Shoulders and Triceps Workout

ExerciseSets x Reps
Seated Barbell Press4 x 6-8
Arnold Press4 x 8
Barbell Shrugs (drop set on final set)4 x 10
Lateral Raises (drop set on final set)3 x 12
Weight Dips3 x 10
Cable Pressdowns (drop set on final set)3 x 12

Leg Workout

ExerciseSets x Reps
Deadlifts4 x 6-8
Front Squats4 x 8
Good Mornings3 x 8
Leg Extensions (drop set on final set)5 x 10
Leg Curls (drop set on final set)5 x 10
Standing or Seated Calve Raises7 x 15

Bodybuilding Workout Plan Nutrition and Supplements

You can follow this 8-week bodybuilding workout program religiously, but if you don’t give your muscles what they need to recover, they simply will not grow. 

This program would not be complete without giving you some guidance in those areas. And fortunately, nutrition and supplements are simple (though many overcomplicate this!)

Bodybuilding Nutrition for Mass Gains

Bodybuilding Nutrition for Mass Gains

If there’s one part where most fail at bodybuilding it’s the diet. Now, this post is more about the 8 week bodybuilding workout program (the weight training part), so I’m not going to go in depth with nutrition. 

The good news is I really don’t have to. Because eating for bodybuilding not complex.

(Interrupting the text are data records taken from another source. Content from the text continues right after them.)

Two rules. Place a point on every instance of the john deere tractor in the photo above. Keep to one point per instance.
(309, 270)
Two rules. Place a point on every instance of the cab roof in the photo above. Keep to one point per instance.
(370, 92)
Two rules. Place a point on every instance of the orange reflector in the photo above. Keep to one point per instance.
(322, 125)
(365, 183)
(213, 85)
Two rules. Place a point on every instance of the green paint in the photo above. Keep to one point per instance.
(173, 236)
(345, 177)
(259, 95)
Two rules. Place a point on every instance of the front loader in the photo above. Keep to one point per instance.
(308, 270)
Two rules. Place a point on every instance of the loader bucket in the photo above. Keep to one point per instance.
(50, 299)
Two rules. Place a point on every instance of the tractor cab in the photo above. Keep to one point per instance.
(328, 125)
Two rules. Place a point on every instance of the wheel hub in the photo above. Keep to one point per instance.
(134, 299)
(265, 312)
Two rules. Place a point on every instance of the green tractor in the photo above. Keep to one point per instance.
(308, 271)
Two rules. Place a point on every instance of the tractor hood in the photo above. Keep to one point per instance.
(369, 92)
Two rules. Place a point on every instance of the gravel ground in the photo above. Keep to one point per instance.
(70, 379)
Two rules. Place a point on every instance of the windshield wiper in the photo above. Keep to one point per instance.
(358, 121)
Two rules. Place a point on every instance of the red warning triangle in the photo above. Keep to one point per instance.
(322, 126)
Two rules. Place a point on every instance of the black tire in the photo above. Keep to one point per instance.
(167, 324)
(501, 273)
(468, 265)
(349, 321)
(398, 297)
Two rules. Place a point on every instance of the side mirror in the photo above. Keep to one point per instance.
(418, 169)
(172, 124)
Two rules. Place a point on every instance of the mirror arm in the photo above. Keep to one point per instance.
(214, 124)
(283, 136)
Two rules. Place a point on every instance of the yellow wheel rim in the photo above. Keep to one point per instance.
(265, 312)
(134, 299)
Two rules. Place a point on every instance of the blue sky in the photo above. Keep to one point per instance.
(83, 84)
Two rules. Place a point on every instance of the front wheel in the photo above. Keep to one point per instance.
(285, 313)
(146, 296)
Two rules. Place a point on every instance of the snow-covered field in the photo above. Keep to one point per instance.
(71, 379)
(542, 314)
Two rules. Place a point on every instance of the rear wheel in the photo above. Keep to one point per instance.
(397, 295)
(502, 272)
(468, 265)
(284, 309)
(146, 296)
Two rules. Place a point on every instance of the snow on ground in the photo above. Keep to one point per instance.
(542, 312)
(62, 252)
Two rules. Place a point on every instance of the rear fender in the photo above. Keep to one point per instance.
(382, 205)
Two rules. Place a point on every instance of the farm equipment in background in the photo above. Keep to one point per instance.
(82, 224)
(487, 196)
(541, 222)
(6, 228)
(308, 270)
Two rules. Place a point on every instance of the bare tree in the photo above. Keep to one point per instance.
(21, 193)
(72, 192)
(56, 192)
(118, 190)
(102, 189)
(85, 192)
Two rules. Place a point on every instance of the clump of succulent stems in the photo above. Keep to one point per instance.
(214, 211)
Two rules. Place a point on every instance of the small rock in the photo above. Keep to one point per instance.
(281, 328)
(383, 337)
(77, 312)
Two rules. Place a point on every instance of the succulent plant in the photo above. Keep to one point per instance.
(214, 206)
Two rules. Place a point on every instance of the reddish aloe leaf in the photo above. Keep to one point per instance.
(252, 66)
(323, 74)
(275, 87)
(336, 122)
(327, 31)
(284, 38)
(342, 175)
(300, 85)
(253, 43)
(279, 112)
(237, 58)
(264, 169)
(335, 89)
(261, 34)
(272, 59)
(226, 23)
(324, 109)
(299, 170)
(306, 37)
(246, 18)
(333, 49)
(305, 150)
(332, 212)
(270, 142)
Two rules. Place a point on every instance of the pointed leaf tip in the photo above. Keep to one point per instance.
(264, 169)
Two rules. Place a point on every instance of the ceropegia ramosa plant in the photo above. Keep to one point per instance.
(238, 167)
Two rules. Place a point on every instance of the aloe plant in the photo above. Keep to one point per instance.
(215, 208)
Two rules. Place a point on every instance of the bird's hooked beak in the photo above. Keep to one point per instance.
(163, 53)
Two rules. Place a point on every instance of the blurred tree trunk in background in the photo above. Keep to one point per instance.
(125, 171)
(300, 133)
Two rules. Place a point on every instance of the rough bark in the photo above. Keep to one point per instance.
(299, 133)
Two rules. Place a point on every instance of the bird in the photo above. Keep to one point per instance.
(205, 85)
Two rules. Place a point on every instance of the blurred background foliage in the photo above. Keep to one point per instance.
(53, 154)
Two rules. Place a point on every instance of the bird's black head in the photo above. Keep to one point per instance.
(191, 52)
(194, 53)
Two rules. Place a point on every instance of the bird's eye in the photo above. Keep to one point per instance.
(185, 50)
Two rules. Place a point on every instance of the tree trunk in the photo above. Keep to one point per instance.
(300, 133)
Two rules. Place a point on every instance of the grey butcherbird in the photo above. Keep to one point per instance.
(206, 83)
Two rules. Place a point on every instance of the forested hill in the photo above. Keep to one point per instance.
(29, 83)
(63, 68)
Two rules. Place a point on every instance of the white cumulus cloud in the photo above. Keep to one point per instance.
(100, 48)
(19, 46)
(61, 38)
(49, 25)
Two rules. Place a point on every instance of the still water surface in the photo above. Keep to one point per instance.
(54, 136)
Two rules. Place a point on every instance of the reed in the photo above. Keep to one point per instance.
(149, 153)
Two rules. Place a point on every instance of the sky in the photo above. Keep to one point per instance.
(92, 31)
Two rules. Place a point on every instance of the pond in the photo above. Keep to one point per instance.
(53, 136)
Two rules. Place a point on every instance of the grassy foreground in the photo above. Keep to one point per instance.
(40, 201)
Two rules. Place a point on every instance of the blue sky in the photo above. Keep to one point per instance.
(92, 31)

At least it shouldn’t be! 

I will give you some basic rules for bodybuilding nutrition that will complement this weight training program: 

  • Do NOT fall into the trap of trendy or fad diets! 
  • Yes, you need all 3: Protein, carbs, and fats
  • Eat 5-6 medium size meals per day
  • Make sure you eat plenty of protein and carbs immediately after your workouts
  • Don’t overeat, and don’t undereat (listen to your body, and just be honest with yourself)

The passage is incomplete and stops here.